# Victorian Hybrids



## mbargas (Apr 19, 2009)

I've seen a number of warnings against at mixing various species of Victorians to prevent hybridization.
I've never seen any such hybrids. Anyone here seen any?


----------



## DJRansome (Oct 29, 2005)

I think some believe many of the Victorians on the market are hybrids.


----------



## awanderingmoose (Aug 11, 2016)

Are you sure you've never seen hybrids? Many of the species look so similar, if you aren't getting the fish from a trusted breeder, how can you be certain?


----------



## samaki (Oct 25, 2002)

yeah plenty of them;; and many in the trade...


----------



## mbargas (Apr 19, 2009)

Well, maybe I have seen them without knowing. How about the Pundamilia 'red flank'. Is it a hybrid?


----------



## samaki (Oct 25, 2002)

Hi normally no but if yu have a pic that would be better or take a look at the profile section here to make the comparison  http://cichlid-forum.com/profiles/species.php?id=2612;; if the fish is similar so yu have good chances it's this species


----------



## mbargas (Apr 19, 2009)

samaki said:


> Hi normally no but if yu have a pic that would be better or take a look at the profile section here to make the comparison http://cichlid-forum.com/profiles/species.php?id=2612;; if the fish is similar so yu have good chances it's this species


Here is a pic of my more mature red flank.

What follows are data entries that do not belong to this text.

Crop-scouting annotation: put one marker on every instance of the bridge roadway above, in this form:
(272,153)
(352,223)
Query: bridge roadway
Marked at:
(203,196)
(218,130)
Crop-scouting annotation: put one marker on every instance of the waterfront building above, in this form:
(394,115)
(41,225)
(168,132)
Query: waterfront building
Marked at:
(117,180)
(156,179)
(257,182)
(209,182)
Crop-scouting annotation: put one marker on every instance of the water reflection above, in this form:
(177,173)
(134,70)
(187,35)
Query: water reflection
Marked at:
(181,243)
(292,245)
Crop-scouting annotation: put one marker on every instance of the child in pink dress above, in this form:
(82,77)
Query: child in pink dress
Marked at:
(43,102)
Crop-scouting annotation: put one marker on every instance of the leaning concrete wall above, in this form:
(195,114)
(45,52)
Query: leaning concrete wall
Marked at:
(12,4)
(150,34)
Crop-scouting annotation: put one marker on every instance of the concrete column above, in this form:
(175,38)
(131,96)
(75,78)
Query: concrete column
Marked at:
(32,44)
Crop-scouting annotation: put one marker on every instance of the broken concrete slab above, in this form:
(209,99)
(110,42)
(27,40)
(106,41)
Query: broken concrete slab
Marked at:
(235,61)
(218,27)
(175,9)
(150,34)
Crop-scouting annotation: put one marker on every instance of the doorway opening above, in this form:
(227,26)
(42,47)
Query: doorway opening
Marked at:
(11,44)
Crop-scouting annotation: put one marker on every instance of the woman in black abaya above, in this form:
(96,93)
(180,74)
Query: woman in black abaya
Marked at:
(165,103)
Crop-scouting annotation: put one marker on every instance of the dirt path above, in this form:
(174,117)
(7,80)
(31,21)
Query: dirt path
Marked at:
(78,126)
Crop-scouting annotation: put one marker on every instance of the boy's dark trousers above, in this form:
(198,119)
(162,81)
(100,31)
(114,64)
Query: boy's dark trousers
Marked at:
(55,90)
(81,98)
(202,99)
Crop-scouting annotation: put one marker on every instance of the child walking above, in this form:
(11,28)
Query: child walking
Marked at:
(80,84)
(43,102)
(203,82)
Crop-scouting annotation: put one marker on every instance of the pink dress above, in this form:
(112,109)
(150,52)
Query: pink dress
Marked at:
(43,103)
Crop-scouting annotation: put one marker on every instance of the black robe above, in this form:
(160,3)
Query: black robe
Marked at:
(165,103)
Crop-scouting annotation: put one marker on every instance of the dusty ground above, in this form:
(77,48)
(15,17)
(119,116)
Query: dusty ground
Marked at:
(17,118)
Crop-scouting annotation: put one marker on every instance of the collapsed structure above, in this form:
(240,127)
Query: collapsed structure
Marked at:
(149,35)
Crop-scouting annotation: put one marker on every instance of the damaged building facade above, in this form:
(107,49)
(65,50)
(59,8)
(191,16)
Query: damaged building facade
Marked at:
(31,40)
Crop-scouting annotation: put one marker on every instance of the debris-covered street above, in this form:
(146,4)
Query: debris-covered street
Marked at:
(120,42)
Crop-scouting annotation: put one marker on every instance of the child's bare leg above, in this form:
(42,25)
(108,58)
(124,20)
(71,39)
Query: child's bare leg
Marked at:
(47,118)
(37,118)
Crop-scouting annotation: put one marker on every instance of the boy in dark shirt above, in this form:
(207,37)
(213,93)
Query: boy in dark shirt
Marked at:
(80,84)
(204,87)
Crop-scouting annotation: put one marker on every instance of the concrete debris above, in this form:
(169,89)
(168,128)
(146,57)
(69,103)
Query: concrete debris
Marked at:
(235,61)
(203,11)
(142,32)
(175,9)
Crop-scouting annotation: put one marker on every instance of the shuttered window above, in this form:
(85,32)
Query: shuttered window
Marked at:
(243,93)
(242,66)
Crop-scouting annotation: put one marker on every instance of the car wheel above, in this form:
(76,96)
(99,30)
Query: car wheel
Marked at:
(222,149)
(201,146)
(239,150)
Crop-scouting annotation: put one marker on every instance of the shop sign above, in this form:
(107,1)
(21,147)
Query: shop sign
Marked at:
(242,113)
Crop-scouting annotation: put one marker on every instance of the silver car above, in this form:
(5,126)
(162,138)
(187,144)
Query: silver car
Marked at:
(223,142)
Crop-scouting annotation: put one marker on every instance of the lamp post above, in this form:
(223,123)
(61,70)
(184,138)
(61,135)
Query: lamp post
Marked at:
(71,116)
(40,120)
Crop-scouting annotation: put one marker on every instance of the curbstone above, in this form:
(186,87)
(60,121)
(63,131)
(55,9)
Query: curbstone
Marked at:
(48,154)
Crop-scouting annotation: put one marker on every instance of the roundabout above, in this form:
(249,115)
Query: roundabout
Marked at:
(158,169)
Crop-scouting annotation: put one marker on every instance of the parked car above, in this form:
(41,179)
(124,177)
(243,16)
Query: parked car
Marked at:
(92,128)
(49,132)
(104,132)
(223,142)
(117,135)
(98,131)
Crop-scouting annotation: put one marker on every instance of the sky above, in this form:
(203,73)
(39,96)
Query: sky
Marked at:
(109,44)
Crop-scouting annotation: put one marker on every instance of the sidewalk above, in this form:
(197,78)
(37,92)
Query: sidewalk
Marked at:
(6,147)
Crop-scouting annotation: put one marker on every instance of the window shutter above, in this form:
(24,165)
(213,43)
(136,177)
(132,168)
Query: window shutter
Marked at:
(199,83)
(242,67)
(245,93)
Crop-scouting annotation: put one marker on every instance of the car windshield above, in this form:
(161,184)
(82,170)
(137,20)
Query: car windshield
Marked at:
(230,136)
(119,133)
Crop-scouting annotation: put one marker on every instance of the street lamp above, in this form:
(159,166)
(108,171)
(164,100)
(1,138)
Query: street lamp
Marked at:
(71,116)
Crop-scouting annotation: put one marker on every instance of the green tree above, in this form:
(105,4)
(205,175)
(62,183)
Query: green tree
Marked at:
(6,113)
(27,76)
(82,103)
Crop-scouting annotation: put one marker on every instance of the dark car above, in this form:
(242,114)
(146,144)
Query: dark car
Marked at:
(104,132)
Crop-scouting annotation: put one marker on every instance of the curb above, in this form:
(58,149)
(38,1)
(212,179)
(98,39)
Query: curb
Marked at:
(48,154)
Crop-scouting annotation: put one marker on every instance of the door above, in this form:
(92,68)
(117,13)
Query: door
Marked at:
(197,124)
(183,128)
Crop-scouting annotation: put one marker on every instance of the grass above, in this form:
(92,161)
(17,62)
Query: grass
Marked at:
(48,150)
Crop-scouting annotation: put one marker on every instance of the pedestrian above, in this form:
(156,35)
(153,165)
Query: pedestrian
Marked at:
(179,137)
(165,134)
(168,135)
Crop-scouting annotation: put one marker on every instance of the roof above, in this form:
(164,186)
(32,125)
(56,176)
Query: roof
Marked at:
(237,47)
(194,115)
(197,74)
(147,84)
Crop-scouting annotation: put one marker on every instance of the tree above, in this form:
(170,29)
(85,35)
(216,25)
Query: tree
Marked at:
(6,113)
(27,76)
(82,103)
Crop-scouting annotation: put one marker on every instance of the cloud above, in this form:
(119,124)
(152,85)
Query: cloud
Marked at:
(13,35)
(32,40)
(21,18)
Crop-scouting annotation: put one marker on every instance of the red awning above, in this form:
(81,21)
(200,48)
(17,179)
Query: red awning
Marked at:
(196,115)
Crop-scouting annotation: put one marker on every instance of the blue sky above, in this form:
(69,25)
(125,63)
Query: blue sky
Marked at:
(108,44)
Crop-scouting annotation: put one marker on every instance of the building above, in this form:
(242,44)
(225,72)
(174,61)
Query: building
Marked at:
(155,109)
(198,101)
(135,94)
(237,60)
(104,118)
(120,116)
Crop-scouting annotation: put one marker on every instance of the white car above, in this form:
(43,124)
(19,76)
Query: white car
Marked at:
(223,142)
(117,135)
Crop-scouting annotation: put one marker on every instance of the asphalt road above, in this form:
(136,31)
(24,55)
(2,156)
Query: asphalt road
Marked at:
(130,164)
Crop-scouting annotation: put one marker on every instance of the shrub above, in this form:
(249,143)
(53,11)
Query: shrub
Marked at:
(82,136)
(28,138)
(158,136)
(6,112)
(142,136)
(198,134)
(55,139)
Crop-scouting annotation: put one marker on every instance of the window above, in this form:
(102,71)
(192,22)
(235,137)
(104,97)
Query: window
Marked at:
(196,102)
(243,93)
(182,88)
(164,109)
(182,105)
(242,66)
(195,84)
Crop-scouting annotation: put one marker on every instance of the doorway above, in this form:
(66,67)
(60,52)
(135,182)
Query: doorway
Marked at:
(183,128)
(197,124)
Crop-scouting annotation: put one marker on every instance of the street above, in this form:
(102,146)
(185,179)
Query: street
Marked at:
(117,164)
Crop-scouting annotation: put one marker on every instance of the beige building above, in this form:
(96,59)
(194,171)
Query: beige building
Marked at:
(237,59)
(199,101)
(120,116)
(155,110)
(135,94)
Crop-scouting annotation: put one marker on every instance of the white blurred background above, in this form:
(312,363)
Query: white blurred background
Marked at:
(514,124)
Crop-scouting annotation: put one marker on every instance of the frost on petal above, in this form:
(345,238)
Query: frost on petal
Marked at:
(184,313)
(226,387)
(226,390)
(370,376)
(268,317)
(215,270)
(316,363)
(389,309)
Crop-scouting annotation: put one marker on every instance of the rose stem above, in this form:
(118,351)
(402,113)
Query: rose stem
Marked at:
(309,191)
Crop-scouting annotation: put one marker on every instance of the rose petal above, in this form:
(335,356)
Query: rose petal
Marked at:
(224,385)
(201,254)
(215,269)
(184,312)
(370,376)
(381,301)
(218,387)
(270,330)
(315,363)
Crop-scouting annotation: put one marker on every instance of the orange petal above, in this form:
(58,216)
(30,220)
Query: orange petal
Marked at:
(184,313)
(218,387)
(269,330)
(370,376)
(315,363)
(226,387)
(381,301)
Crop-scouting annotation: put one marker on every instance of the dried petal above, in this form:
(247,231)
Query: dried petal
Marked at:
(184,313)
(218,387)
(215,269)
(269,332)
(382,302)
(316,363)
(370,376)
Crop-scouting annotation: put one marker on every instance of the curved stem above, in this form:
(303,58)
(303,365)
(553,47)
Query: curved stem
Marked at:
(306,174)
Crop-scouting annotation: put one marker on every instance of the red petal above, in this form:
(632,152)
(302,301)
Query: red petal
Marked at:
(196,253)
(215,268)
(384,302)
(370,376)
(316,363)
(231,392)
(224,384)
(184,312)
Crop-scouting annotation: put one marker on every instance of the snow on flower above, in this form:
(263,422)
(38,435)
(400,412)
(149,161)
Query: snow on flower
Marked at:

It is the most dominant fish in the tank:


----------



## samaki (Oct 25, 2002)

Hi yur fish seems strange for a red flank, Im' not sure this is a good strain, and yu better avoid keeping it with nyererei or other pundamilia species


----------



## mbargas (Apr 19, 2009)

samaki said:


> Hi yur fish seems strange for a red flank


Do you think that it is a hybrid?

Red Flank X Thickskin?


----------



## mbargas (Apr 19, 2009)

Here is the link to where I got it:

http://www.ebay.com/itm/222101368278?_t ... EBIDX%3AIT

Much more redness than mine


----------



## samaki (Oct 25, 2002)

Hi I've looked at the link and thi sailor is unaware of hybrids as he sold a hybrid nyererei sp44 for a sp44.. not a reliable vendor.


----------